2 Introduction to Baidu’s open source AI computing chip PaddleChip

Author: Zen and the Art of Computer Programming

1 Introduction

Natural language processing (NLP), computer vision (CV), graphics processing (Graphics) and other fields have made major breakthroughs in continuous innovation. With the continuous upgrading of hardware, many well-known companies at home and abroad are currently deploying in the field of AI chip research and development. In recent years, companies such as Google, Microsoft, Apple, and Amazon have launched their own self-developed AI chip products, and at the end of 2019, they completed the first-generation CMOS chips of the 4nm process: Google Coral Edge TPU, Apple Neural Engine, Apple M1 , Amazon EC2. Recently, Baidu announced the launch of the PaddlePaddle Foundation, which aims to create a unified AI ecosystem through open and shared collaborative innovation, including AI chips, computing power platforms, training technology, application tools, service platforms, etc. This article will introduce its open source basic AI chip Paddle-Lite based on the PaddlePaddle open source framework. This is Baidu's first open source end-side computing platform for AI fields such as vision, audio, natural language, and reinforcement learning. It can achieve rapid deployment of deep learning models. , efficient execution.

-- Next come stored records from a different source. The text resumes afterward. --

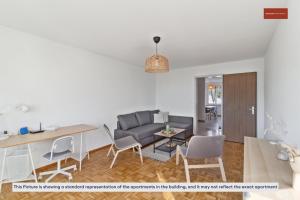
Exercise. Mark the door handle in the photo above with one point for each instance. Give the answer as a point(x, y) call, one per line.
point(252, 109)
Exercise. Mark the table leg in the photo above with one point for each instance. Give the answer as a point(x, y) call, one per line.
point(170, 146)
point(32, 164)
point(3, 166)
point(80, 152)
point(184, 138)
point(154, 144)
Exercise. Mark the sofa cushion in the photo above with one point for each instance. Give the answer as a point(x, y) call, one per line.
point(152, 112)
point(128, 121)
point(145, 131)
point(143, 117)
point(180, 125)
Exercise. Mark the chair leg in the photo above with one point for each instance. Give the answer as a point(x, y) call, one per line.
point(177, 154)
point(187, 173)
point(140, 151)
point(222, 169)
point(110, 149)
point(51, 177)
point(113, 162)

2. Background introduction

With the rapid development of AI technology, all walks of life are deploying AI to solve practical problems. As one of the pioneers of AI, Yu Kailong, founder of Baidu's natural language processing department, once described his views on AI: "AI is the human subconscious, the ability to let machines think by themselves, learn by themselves, and adapt to the environment. Its emergence , allowing us to process massive data in a more efficient and cheaper way, and at the same time, it can replace humans as the mainstream at some point." Although AI has unlimited potential, when it comes to implementation, it still needs to be continuously cultivated and refined to improve the model. Effect. Therefore, how to quickly deploy AI models and shorten the model launch time has become the focus of every enterprise.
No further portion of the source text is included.